Sur les lieux, c’était un théâtre de désolation. Alors que des policiers barraient la route, des poutres noircies fumaient encore et des pans de murs en lambeaux dispersaient leurs poussières dans les airs. M. Barrie était là, avec son fidèle Terre-Neuve, Porthos. Son regard toujours chargé de bonté avait laissé place à un abattement profond. Il restait statique, comme pétrifié devant ce spectacle qu’il n’aurait certainement jamais voulu imaginer.

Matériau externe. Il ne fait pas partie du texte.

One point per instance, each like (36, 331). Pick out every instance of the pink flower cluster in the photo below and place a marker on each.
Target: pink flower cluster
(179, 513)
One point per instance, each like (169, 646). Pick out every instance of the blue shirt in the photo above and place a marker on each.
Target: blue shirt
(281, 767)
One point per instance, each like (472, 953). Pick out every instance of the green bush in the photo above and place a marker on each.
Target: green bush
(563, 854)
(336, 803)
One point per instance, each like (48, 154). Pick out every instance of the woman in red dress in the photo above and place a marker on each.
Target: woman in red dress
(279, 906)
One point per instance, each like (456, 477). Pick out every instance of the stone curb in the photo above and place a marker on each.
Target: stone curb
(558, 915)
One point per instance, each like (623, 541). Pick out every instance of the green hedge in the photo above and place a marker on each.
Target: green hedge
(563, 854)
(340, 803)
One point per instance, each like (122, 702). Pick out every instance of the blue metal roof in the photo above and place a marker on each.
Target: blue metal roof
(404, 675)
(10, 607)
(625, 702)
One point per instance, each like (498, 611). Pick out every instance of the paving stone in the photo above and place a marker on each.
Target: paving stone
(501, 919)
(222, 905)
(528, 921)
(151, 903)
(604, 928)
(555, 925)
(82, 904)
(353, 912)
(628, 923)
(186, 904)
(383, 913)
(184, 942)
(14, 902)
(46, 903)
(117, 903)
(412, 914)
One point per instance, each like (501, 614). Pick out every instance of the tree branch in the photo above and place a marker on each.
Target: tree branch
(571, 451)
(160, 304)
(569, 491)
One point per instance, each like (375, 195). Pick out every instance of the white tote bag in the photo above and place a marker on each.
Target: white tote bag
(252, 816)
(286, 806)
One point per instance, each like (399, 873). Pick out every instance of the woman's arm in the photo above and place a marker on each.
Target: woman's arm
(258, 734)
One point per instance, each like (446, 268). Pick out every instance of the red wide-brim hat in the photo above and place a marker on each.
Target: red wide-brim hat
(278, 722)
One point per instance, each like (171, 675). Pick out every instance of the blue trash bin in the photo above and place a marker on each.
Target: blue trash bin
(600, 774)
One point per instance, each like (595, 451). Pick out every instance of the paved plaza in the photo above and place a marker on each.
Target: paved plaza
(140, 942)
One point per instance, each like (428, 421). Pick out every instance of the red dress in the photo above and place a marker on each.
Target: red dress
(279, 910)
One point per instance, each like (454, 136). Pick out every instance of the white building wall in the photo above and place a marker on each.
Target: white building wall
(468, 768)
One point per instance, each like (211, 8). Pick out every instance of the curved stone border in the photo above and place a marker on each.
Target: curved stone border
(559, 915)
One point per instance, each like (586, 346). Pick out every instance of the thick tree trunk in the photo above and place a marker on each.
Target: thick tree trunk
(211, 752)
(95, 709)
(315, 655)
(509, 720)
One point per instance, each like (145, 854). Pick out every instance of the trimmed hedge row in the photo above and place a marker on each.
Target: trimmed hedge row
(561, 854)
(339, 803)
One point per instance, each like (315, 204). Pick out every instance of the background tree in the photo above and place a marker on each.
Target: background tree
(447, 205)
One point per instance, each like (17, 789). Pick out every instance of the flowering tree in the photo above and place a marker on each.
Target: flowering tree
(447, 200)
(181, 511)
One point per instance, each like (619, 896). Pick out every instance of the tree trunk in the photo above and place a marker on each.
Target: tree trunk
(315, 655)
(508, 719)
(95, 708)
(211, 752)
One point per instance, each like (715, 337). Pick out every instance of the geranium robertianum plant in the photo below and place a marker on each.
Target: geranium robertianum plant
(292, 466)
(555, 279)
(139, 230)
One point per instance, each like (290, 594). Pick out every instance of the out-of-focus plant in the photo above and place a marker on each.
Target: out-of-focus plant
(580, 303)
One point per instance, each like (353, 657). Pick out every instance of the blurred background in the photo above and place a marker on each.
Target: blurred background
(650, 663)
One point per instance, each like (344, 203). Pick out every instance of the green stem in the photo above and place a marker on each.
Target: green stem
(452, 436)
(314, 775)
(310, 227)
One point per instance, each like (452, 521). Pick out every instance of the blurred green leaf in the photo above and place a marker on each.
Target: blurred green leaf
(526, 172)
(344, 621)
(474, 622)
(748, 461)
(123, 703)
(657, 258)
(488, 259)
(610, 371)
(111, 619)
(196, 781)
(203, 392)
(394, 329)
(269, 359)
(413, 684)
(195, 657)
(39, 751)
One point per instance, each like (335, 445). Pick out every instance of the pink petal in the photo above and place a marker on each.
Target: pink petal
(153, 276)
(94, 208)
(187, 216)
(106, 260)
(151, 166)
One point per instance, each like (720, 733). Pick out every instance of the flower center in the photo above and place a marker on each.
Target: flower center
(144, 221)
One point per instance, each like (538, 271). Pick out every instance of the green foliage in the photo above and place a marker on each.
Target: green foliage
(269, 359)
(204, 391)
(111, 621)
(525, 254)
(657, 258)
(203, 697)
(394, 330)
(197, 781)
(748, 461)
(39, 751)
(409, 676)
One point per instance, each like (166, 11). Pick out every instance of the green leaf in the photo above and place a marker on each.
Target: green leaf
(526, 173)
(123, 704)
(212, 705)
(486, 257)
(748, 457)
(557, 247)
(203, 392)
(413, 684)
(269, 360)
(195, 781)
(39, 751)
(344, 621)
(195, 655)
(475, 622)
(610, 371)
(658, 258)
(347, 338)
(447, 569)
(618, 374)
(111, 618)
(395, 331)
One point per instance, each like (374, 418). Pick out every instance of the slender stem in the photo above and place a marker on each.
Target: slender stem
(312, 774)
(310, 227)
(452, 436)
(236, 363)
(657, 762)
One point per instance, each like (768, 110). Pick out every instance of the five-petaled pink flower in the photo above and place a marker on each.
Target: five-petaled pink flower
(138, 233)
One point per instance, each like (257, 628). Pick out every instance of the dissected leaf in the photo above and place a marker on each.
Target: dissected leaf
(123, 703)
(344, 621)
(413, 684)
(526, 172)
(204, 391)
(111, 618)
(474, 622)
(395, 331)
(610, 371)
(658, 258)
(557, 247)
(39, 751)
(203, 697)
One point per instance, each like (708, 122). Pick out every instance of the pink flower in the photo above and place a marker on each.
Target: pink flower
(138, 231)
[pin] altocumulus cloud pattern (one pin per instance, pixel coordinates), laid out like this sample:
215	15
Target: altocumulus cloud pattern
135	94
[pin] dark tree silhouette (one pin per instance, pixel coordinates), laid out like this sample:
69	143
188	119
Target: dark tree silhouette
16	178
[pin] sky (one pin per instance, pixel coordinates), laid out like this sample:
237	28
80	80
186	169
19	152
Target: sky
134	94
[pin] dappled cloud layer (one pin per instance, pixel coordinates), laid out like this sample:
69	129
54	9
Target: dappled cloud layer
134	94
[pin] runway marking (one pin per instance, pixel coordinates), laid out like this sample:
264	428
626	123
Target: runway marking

- Monsieur Barrie, je suis effondré. Comment allez-vous ? Y avait-il du personnel au moment de l’incendie ? Savez-vous où est le petit Lili ? Nous sommes très inquiets mon épouse, ma petite-fille et moi.

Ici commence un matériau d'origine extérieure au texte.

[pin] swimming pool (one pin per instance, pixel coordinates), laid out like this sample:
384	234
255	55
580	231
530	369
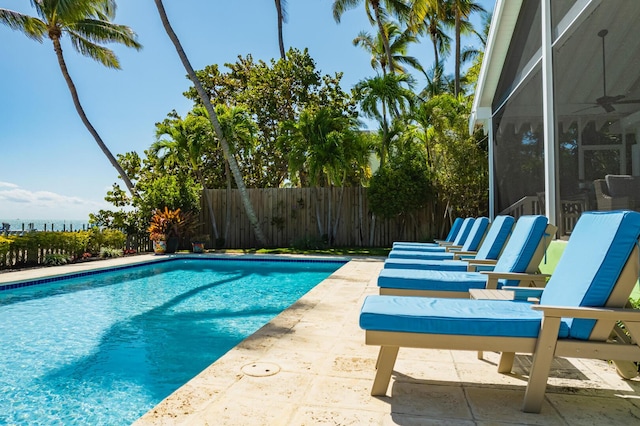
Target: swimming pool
106	348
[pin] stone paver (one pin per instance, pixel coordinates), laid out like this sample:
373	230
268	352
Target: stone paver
310	366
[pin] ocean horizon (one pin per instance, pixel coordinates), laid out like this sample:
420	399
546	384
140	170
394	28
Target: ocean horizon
46	224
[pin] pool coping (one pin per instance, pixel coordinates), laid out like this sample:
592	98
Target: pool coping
325	371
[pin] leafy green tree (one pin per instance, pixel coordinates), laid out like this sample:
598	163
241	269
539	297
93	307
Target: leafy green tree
271	94
462	10
88	25
183	143
383	98
327	146
402	186
205	99
281	9
432	18
458	160
377	12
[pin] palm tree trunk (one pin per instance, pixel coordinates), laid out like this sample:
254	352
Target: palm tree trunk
227	221
233	165
338	211
76	102
280	21
435	50
457	76
383	35
318	216
207	199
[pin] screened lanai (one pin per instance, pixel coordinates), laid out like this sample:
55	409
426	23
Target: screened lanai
559	97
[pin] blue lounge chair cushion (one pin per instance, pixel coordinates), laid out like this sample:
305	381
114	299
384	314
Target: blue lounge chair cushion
414	279
490	249
434	265
590	266
461	237
496	237
431	253
524	241
453	232
452	316
526	236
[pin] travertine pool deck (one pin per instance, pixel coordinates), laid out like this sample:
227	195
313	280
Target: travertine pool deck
310	366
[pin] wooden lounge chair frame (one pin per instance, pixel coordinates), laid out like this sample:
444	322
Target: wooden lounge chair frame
528	278
544	348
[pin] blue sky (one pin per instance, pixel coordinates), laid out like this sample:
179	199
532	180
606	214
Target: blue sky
50	166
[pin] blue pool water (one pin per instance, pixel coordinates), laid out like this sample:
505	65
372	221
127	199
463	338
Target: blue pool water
106	348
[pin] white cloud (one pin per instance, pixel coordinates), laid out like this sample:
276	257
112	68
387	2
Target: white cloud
16	202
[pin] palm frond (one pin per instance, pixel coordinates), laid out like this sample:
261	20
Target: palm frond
341	6
100	31
94	51
32	27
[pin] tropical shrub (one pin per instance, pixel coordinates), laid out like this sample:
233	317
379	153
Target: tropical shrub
55	259
110	252
401	186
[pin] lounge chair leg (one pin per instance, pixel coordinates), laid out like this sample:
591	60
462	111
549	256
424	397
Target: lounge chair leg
542	358
506	362
386	361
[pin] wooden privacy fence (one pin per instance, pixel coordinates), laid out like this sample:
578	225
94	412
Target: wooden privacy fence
289	215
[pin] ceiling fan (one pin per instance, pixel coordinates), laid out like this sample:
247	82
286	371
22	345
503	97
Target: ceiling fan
606	101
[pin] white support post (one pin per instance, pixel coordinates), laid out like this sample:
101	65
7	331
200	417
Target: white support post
492	184
550	166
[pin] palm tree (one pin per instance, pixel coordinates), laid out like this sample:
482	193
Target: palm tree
376	13
233	165
184	142
430	17
326	144
281	8
87	23
398	43
385	97
461	10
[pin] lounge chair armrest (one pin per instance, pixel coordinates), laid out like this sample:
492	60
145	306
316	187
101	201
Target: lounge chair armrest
479	268
517	276
538	280
481	264
525	293
484	261
465	257
615	314
459	254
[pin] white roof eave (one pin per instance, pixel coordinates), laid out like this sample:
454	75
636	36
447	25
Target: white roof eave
503	22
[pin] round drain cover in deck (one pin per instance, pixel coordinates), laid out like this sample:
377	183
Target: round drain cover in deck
261	369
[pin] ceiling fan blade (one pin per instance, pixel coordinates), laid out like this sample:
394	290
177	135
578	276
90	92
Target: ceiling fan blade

Le papa de Daphné faisait tout ce qui était en son pouvoir pour ne pas bousculer M. Barrie mais il savait qu’il était un homme de bien et que peu importait la bienséance lorsque des vies humaines étaient en jeu.

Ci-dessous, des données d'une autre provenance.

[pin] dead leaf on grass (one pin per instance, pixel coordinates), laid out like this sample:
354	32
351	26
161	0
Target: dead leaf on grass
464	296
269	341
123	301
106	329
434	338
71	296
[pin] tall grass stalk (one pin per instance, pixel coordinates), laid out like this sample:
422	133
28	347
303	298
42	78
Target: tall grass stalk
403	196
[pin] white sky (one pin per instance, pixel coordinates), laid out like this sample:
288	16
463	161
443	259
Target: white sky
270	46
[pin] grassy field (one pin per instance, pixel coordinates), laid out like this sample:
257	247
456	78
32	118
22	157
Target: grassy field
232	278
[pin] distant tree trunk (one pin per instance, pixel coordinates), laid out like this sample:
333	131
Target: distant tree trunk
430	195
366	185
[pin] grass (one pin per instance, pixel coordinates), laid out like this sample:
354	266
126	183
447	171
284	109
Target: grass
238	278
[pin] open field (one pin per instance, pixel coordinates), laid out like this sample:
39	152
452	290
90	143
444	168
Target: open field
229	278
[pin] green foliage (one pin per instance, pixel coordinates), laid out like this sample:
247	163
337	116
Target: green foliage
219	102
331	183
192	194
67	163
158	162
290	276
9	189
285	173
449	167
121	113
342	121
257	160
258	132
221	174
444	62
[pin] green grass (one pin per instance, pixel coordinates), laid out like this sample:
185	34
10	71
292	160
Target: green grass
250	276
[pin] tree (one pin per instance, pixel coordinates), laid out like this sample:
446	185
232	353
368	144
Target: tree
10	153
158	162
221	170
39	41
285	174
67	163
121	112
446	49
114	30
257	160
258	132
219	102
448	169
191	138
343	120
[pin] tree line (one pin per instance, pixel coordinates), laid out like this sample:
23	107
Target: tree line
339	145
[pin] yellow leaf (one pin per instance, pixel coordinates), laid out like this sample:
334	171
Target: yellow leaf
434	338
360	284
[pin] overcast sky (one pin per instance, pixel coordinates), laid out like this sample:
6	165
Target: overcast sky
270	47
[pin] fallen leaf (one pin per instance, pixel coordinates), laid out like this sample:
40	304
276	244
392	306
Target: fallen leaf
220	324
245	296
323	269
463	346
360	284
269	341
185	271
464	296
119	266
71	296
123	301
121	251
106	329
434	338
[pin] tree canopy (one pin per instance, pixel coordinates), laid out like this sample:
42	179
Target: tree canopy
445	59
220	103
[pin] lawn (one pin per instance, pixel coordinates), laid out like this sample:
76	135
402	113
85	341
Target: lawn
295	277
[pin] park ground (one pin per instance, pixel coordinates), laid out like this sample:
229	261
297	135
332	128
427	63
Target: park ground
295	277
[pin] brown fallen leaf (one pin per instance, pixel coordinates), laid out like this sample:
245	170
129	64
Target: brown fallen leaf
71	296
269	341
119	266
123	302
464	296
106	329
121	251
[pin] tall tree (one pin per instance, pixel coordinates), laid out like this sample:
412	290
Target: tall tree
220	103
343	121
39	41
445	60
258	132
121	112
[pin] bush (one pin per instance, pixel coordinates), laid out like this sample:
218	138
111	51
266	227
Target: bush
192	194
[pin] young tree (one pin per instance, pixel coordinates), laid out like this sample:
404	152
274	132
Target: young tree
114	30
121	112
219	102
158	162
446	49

- Monsieur Loveday, quel bonheur de vous trouver là. Les répétitions ne devaient commencer qu’à 13 heures, personne, ni même le personnel, n’était encore au théâtre fort heureusement mais... nous n’avons trouvé aucune trace de Lili. C’est terrible, terrible. La seule chose que les policiers ont pu extraire de l’incendie, Dieu sait comment, c’est cette petite valise en osier. Je ne peux m’empêcher de serrer bien fort sa poignée, je ne sais pourquoi... comme si c’était Lili que je tenais dans ma main.
Le papa de Peter Pan se sentait impuissant face à la possible mort d’un enfant, lui qui, sept jours auparavant, avait offert à ces petits êtres, l’immortalité.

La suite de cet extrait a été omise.